Mycroft Skills etiquette: How should they interact?

I am not sure if it is a detail. The most intuitive way, in my view, is to say “stop” when you want that your assistant stops what it currently does in a narrow sense. If it talks, it should stop talking. If it displays some specific content, it should stop displaying that specific content. If it plays music, it should stop playing music, etc…

The semantic ambiguity of “stop” may very well require that Mycroft understands much more context - and ultimately also personal context (that can become personal data if Mycroft collects enough to finger print users). So, I think that skill etiquette depends on/interacts with data privacy at least.

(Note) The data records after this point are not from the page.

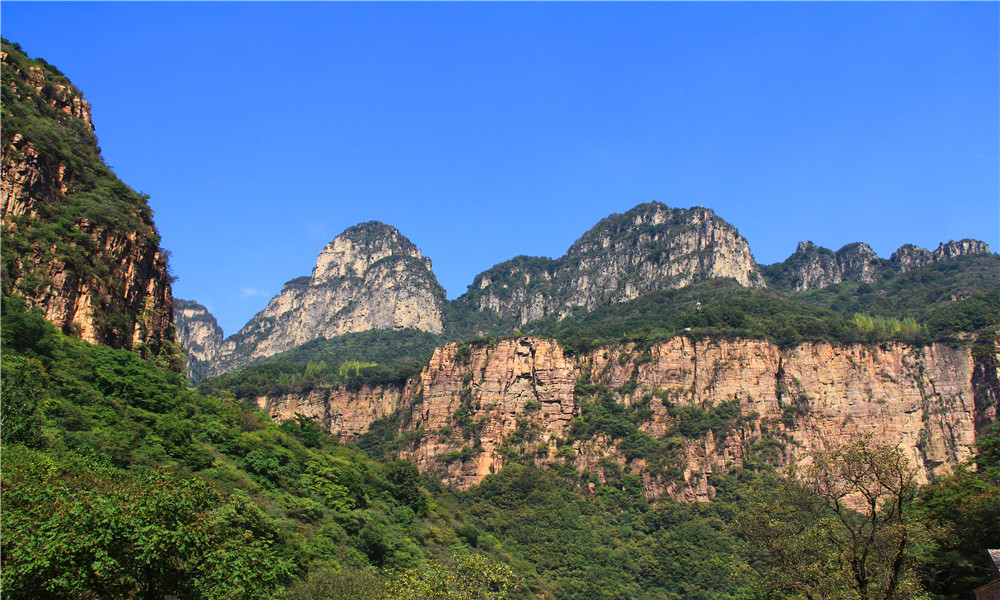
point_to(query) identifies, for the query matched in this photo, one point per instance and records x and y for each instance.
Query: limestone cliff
(624, 256)
(78, 243)
(200, 336)
(474, 410)
(814, 267)
(369, 277)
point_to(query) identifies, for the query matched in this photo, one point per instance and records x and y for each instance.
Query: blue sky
(487, 130)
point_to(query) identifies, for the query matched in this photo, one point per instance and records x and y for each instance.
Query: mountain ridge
(649, 248)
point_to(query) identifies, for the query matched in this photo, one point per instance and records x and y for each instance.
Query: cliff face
(623, 257)
(369, 277)
(345, 413)
(685, 408)
(78, 243)
(200, 335)
(813, 267)
(520, 398)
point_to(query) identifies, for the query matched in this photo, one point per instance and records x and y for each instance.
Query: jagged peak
(643, 218)
(351, 253)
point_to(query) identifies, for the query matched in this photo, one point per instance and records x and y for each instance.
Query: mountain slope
(369, 277)
(78, 243)
(650, 247)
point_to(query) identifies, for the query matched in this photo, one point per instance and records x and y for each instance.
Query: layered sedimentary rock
(648, 248)
(369, 277)
(78, 243)
(473, 410)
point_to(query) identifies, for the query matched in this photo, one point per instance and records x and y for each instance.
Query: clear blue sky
(487, 130)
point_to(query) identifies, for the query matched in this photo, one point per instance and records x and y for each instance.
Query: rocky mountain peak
(79, 244)
(353, 252)
(966, 247)
(858, 262)
(624, 256)
(368, 277)
(812, 266)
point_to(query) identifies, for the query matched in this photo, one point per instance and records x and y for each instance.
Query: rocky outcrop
(814, 267)
(78, 244)
(648, 248)
(345, 413)
(199, 334)
(787, 402)
(369, 277)
(695, 406)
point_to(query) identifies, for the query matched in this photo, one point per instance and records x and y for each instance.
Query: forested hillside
(615, 454)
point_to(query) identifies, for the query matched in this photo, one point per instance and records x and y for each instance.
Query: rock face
(200, 335)
(344, 413)
(78, 243)
(369, 277)
(624, 256)
(813, 267)
(473, 410)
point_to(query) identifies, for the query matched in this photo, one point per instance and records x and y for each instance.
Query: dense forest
(120, 480)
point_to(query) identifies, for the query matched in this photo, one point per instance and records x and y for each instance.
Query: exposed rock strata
(650, 247)
(95, 278)
(344, 413)
(369, 277)
(200, 335)
(517, 396)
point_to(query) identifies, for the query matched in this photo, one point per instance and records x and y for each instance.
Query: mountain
(200, 334)
(650, 247)
(369, 277)
(671, 413)
(78, 243)
(812, 267)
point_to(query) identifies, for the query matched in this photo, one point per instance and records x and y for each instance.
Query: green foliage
(76, 528)
(963, 513)
(377, 357)
(56, 232)
(130, 474)
(593, 547)
(844, 528)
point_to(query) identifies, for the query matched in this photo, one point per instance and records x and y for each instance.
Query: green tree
(843, 528)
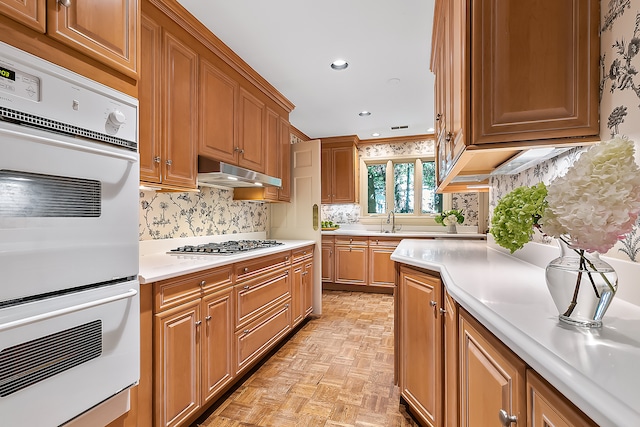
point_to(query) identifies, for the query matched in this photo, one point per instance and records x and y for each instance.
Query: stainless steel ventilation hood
(220, 174)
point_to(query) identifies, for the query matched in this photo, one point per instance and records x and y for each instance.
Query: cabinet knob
(505, 419)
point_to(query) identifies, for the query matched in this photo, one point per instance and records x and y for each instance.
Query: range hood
(220, 174)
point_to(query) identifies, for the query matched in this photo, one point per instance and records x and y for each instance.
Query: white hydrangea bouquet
(591, 207)
(595, 204)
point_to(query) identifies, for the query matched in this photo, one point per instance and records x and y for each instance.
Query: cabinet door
(218, 99)
(32, 13)
(284, 194)
(533, 75)
(491, 377)
(307, 285)
(251, 134)
(382, 271)
(351, 264)
(326, 172)
(177, 364)
(149, 101)
(272, 152)
(548, 408)
(217, 343)
(297, 294)
(343, 178)
(105, 30)
(451, 361)
(420, 328)
(328, 263)
(180, 84)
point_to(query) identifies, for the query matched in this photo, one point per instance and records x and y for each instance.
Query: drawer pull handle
(505, 419)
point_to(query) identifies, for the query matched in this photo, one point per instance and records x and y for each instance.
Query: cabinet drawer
(383, 241)
(171, 292)
(245, 270)
(302, 254)
(257, 338)
(255, 297)
(352, 240)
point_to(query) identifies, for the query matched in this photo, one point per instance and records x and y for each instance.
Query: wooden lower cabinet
(492, 378)
(351, 257)
(420, 327)
(548, 408)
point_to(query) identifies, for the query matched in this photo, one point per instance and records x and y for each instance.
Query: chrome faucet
(392, 217)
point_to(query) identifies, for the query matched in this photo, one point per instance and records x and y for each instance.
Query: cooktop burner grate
(225, 248)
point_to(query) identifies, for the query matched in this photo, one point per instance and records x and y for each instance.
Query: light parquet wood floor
(337, 370)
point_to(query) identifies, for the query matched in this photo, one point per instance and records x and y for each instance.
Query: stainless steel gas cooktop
(225, 248)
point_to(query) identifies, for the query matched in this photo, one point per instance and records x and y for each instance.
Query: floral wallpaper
(211, 211)
(350, 213)
(619, 110)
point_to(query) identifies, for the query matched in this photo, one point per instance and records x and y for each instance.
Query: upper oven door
(68, 212)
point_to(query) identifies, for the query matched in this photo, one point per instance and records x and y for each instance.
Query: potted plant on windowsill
(450, 219)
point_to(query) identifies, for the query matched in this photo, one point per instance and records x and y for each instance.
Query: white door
(300, 219)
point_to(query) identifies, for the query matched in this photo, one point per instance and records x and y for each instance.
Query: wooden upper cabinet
(149, 109)
(339, 170)
(534, 69)
(218, 100)
(284, 193)
(251, 132)
(105, 30)
(180, 96)
(492, 378)
(32, 13)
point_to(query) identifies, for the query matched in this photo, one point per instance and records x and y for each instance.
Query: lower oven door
(63, 355)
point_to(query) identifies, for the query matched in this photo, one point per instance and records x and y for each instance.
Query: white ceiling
(291, 43)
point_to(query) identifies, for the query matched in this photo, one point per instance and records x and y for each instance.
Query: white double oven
(69, 304)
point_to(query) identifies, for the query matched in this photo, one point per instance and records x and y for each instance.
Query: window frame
(415, 218)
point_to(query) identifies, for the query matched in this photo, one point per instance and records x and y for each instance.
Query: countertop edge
(572, 383)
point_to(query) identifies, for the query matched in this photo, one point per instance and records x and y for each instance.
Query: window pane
(431, 202)
(403, 174)
(376, 188)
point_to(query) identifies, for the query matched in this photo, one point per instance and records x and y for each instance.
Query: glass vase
(581, 285)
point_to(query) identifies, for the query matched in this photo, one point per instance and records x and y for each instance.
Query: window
(391, 185)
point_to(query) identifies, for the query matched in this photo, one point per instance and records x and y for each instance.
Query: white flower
(598, 200)
(450, 220)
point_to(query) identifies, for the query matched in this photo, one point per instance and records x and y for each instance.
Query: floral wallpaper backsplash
(619, 110)
(211, 211)
(350, 213)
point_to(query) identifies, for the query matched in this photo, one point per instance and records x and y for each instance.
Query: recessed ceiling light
(339, 64)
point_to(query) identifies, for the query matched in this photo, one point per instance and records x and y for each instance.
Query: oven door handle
(27, 320)
(124, 155)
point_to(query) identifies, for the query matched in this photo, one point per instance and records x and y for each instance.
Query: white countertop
(597, 369)
(156, 264)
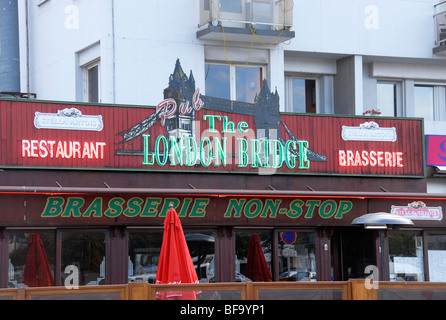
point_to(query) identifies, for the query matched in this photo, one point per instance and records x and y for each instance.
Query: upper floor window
(91, 74)
(430, 102)
(389, 98)
(300, 95)
(228, 82)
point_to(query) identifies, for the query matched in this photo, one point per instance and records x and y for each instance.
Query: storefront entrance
(352, 250)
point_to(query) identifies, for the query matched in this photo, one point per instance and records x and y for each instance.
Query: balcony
(440, 27)
(259, 21)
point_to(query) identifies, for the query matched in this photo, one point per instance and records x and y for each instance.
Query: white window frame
(398, 98)
(288, 107)
(86, 90)
(232, 76)
(439, 112)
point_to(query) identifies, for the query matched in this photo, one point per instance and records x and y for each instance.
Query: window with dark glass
(253, 256)
(145, 249)
(300, 95)
(93, 83)
(229, 82)
(83, 258)
(387, 98)
(31, 259)
(436, 254)
(297, 256)
(406, 262)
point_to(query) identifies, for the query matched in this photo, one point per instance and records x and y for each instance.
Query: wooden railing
(338, 290)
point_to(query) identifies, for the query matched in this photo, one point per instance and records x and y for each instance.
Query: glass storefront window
(144, 252)
(83, 257)
(436, 251)
(253, 256)
(145, 249)
(406, 257)
(31, 260)
(297, 256)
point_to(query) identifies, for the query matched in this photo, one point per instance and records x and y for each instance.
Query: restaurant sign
(193, 210)
(436, 150)
(189, 131)
(418, 210)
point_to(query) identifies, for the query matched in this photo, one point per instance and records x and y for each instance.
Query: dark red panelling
(323, 134)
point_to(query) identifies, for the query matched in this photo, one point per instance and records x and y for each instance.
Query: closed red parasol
(37, 271)
(175, 264)
(256, 267)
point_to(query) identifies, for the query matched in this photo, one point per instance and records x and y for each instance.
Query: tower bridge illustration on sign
(178, 116)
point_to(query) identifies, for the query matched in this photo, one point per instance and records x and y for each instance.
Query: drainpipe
(9, 48)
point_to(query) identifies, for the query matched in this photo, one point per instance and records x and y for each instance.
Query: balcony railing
(440, 27)
(241, 18)
(265, 14)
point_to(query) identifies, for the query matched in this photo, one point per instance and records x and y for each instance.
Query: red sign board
(58, 135)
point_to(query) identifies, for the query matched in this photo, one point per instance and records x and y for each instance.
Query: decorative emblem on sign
(418, 210)
(68, 119)
(369, 131)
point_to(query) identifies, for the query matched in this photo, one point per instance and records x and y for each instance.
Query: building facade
(286, 119)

Probably, it also depends on accountability, e.g. when an assistant does something for you that you rely on. For instance, you may want Mycroft to order 10 pizzas for your birthday party. While Mycroft utters that it successfully sent the order, you quickly realize you want someting else and tell Mycroft to stop. Does that mean it should stop uttering or cancelling the order? Should there be a different “default” for skills that perform something that may cost you money?

2 Likes

In lack of context, a layered cake of “skill hierarchy” could be applied. It’s generally obvious that when music is playing and the alarm goes off, a single “stop” command is directed at the alarm.

At least do I not see any case where the opposite would be expected.

I do realise that implementing “skill hierarchy” generally is no simple thing, maybe it could be a personal setting in each skill?

1 Like

I think a lot of people lose track of what day of the month it is. Very few lose track of what year it is. I think it is generally a good policy to minimise clutter in mycroft responses. If I want to quickly check what the date is, then ideal response is “today is the 28th of September”. I most likely know what day of the week it is and what year of the century it is. I can ask specifically for that info on the rare occasions I need it. Long winded responses from a voice assistant quickly grows old. The music request should definitely not be answered preceded with a long winded announcement unless as pointed out it is taking an unusually long time
I like the nesting of active contexts in the demo. Alarm going off is active, then stop applies to that and not to background contexts. Could have some catchall as suggested such as “mycroft quiet” if I need immediate silence to talk to someone in the room or answer my phone. (might be a nice skill for mycroft to recognise a phone ringing)

2 Likes

When there’s a display then anything ambiguous or generic (like “stop”) should go to the displaying application.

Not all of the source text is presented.